Hidden Truths in Dead Software Paths
Reviewed by Greg Wilson / 2016-06-09
Keywords: Program Analysis
Eichberg2015 Michael Eichberg, Ben Hermann, Mira Mezini, and Leonid Glanz: "Hidden truths in dead software paths". Proceedings of the 2015 10th Joint Meeting on Foundations of Software Engineering, 10.1145/2786805.2786865.
Approaches and techniques for statically finding a multitude of issues in source code have been developed in the past. A core property of these approaches is that they are usually targeted towards finding only a very specific kind of issue and that the effort to develop such an analysis is significant. This strictly limits the number of kinds of issues that can be detected.
In this paper, we discuss a generic approach based on the detection of infeasible paths in code that can discover a wide range of code smells ranging from useless code that hinders comprehension to real bugs. Code issues are identified by calculating the difference between the control-flow graph that contains all technically possible edges and the corresponding graph recorded while performing a more precise analysis using abstract interpretation.
We have evaluated the approach using the Java Development Kit as well as the Qualitas Corpus (a curated collection of over 100 Java Applications) and were able to find thousands of issues across a wide range of categories.

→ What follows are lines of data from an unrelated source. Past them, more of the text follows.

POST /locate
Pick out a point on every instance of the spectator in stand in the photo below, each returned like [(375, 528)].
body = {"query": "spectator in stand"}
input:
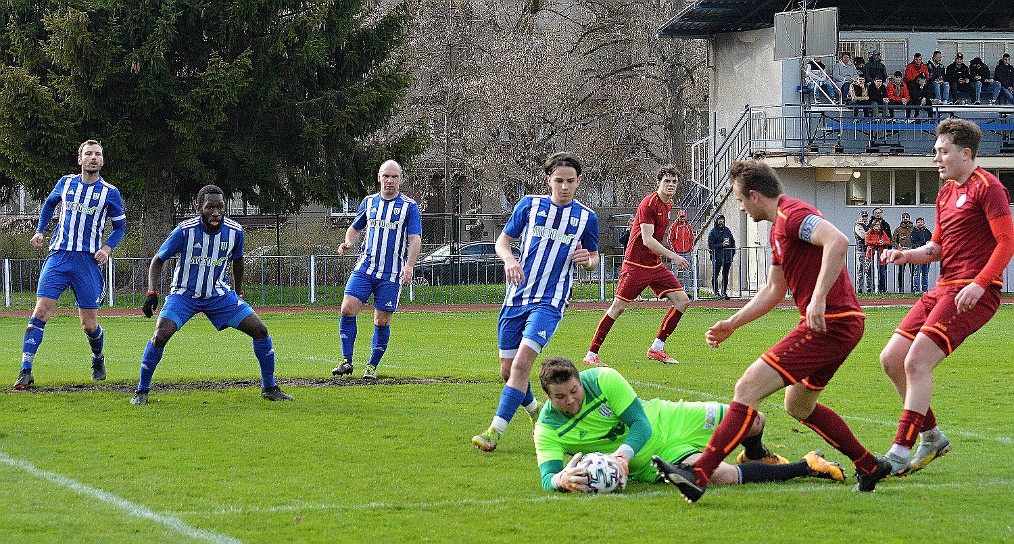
[(820, 82), (938, 70), (875, 67), (877, 244), (844, 73), (878, 217), (722, 246), (861, 68), (1004, 75), (959, 77), (922, 94), (902, 241), (921, 275), (982, 80), (864, 282), (878, 96), (915, 68), (681, 242), (859, 94), (897, 93)]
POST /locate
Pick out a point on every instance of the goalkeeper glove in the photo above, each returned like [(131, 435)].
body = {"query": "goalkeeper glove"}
[(572, 479), (625, 468), (150, 303)]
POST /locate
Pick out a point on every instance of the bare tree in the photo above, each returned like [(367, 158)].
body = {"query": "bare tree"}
[(503, 83)]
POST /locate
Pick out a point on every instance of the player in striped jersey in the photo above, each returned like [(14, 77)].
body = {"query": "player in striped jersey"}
[(76, 255), (808, 256), (387, 257), (973, 241), (557, 232), (206, 245)]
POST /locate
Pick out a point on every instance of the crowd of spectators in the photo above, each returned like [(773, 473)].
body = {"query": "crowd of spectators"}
[(867, 83), (873, 238)]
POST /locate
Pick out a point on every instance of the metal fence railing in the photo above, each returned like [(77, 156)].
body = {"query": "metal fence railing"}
[(318, 280)]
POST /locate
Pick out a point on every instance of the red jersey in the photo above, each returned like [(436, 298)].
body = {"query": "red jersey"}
[(800, 260), (681, 238), (654, 211), (962, 229)]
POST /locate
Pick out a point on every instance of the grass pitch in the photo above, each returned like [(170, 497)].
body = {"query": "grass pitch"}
[(209, 461)]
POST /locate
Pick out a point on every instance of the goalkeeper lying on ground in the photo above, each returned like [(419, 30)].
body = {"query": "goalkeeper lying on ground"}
[(597, 410)]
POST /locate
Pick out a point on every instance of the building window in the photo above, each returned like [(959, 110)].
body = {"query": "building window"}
[(1007, 178), (897, 188), (989, 51)]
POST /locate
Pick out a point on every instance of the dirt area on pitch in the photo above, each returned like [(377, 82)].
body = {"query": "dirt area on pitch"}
[(242, 384), (733, 303)]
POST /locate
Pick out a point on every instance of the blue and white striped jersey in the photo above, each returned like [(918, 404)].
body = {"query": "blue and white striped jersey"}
[(387, 224), (203, 257), (550, 235), (85, 209)]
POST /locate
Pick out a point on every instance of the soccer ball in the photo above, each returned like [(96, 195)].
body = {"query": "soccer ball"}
[(603, 472)]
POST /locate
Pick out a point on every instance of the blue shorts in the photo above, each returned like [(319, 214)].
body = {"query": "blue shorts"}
[(385, 293), (533, 323), (225, 311), (77, 270)]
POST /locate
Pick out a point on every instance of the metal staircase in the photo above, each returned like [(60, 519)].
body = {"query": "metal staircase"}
[(710, 186)]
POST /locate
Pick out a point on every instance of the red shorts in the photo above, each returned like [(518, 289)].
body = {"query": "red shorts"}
[(634, 278), (936, 316), (812, 358)]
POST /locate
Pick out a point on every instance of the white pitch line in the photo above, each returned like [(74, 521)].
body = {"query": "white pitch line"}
[(948, 430), (173, 524), (888, 485)]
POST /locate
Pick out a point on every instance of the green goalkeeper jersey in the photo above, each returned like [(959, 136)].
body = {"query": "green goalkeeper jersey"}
[(676, 428)]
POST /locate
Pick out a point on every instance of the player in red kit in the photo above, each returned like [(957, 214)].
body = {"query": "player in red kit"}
[(643, 268), (973, 240), (808, 256)]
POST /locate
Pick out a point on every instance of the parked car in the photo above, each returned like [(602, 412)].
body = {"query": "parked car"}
[(476, 262)]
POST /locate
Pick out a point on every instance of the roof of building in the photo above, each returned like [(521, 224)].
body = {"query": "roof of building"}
[(703, 18)]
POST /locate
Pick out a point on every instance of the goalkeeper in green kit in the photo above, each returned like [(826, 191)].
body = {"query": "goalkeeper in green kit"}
[(596, 410)]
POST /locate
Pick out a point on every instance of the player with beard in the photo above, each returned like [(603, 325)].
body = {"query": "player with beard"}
[(76, 255)]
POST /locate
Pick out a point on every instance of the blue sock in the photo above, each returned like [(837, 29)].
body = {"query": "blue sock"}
[(95, 340), (510, 400), (32, 338), (347, 329), (528, 397), (265, 353), (149, 360), (381, 335)]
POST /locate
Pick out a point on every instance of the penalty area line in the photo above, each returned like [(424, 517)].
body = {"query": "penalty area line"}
[(173, 524), (725, 400), (429, 503)]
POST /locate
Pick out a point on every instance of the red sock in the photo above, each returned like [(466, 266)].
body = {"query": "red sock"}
[(669, 323), (909, 427), (730, 432), (836, 431), (929, 420), (604, 325)]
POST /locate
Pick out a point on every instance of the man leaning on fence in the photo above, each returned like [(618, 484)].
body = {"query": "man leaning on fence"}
[(864, 282)]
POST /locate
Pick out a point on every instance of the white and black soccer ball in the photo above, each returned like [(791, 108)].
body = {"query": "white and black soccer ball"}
[(603, 472)]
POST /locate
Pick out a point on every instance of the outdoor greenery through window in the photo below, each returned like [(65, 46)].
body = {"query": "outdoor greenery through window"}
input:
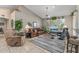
[(58, 23)]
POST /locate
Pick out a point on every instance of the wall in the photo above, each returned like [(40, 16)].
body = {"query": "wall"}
[(69, 23), (27, 16), (5, 12)]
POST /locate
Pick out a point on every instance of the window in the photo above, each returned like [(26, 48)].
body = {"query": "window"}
[(34, 24)]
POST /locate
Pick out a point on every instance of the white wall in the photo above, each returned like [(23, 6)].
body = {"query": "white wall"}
[(5, 12), (27, 16), (69, 23)]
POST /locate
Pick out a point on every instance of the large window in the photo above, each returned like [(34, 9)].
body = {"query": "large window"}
[(59, 22)]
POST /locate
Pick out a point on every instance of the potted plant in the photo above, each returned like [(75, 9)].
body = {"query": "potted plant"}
[(18, 25)]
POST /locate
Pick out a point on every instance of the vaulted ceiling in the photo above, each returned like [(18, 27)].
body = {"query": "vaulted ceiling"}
[(40, 10), (53, 10)]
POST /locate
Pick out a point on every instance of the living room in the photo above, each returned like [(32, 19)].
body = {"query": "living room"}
[(27, 28)]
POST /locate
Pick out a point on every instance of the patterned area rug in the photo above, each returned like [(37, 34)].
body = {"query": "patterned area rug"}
[(46, 42)]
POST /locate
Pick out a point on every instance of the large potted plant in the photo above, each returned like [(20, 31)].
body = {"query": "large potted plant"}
[(18, 25)]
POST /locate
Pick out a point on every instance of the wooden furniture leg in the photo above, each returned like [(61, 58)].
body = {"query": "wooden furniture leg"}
[(76, 48)]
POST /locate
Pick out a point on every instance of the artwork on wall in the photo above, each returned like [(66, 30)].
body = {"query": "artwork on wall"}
[(34, 24)]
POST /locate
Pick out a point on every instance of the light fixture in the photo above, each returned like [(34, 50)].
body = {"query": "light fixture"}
[(53, 6), (47, 16)]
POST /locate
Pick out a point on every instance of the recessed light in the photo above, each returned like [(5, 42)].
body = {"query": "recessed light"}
[(53, 6)]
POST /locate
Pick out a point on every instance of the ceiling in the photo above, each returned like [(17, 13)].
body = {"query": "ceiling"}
[(53, 10), (8, 6), (40, 10)]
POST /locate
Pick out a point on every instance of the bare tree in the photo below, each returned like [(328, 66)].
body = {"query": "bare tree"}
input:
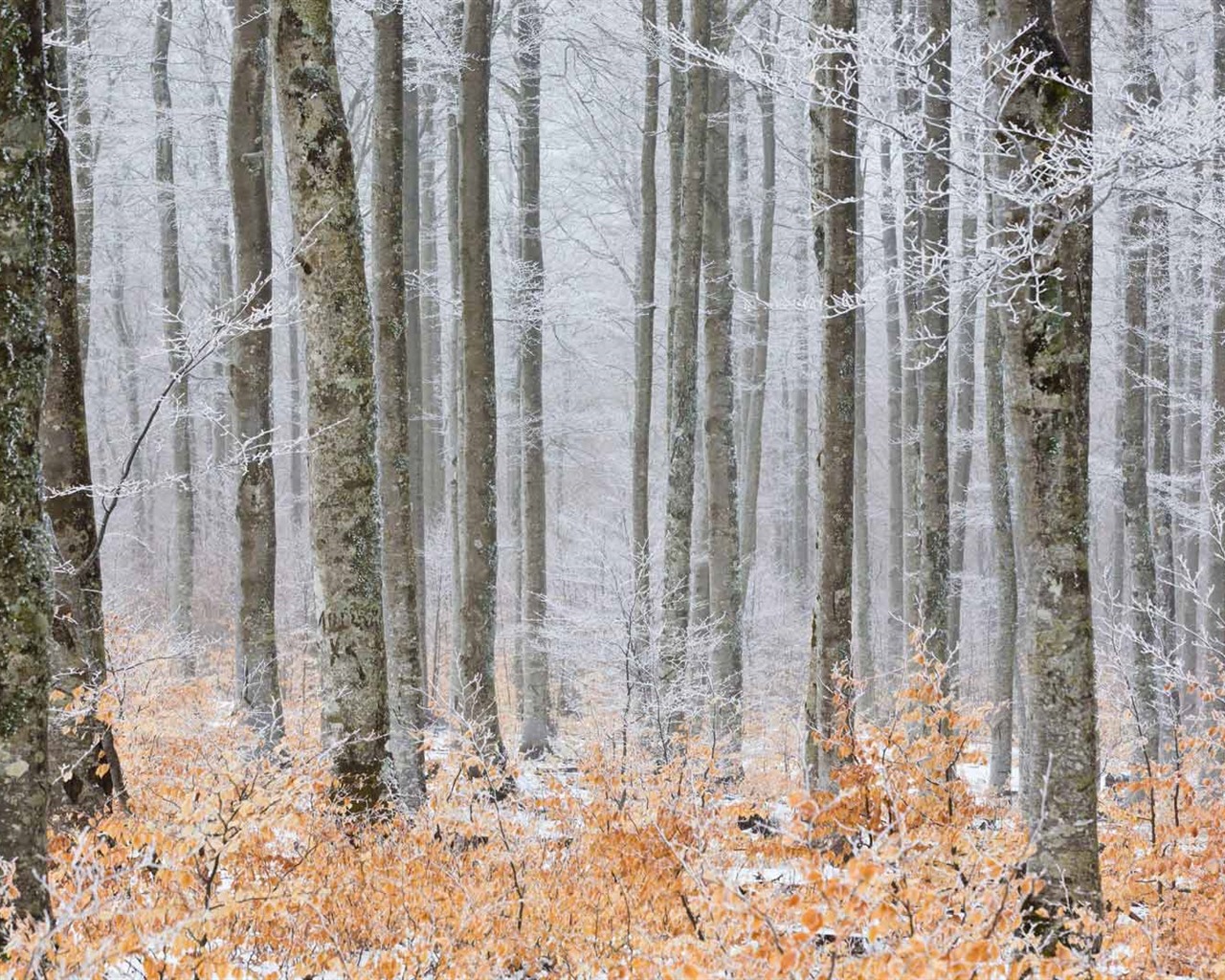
[(529, 29), (835, 163), (932, 350), (413, 338), (25, 576), (1046, 328), (175, 337), (644, 335), (478, 699), (682, 381), (393, 336), (726, 587), (82, 748), (762, 284), (250, 370), (341, 392)]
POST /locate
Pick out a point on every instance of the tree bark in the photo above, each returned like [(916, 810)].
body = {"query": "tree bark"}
[(175, 331), (1005, 660), (250, 372), (340, 390), (897, 625), (82, 748), (682, 385), (1215, 585), (644, 341), (479, 468), (26, 607), (455, 451), (414, 340), (84, 157), (393, 384), (534, 736), (835, 160), (433, 390), (963, 435), (762, 283), (932, 597), (861, 587), (1141, 552), (726, 587), (1048, 364)]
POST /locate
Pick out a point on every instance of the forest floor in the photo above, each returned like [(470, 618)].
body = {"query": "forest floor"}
[(602, 864)]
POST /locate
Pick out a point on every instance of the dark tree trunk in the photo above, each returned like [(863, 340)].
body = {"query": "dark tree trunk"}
[(25, 574)]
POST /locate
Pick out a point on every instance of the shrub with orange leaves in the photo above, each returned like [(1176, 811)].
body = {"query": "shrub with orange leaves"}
[(233, 865)]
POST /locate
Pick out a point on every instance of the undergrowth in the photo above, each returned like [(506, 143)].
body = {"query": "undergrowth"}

If engineering is indeed "applied science", then this paper is a great example of software engineering. In it, the authors show that it's possible to identify a wide range of problems in code by comparing the actual control flow graph (which is the set of all possible paths through the program) with the abstract interpretation flow graph (which is the set of all paths once possible data values are taken into account). To make this more concrete, the control flow graph (CFG) for:
01: x = 0 02: if x > 0: 03: x = 1
includes the statement on line 3,
but the abstract interpretation flow graph (AIFG) doesn't,
because there's no way it could ever be executed given the possible value(s) of x
.
Code paths that are in the CFG but not in the AIFG signal dead code,
which in turn usually signals logic errors,
such as use of and
instead of or
in a logical test.
The results are impressive;
in particular,
the authors found that a lot of code in widely-used libraries
is littered with unnecessary null
checks,
and that even experienced developers don't seem to understand Boolean operators as well as they should.
Best of all, their tool is available for download under a BSD license. Most developers probably won't have encountered the science behind it in their training—abstract interpretation is a fairly advanced topic—but they'll appreciate the usefulness of the end product.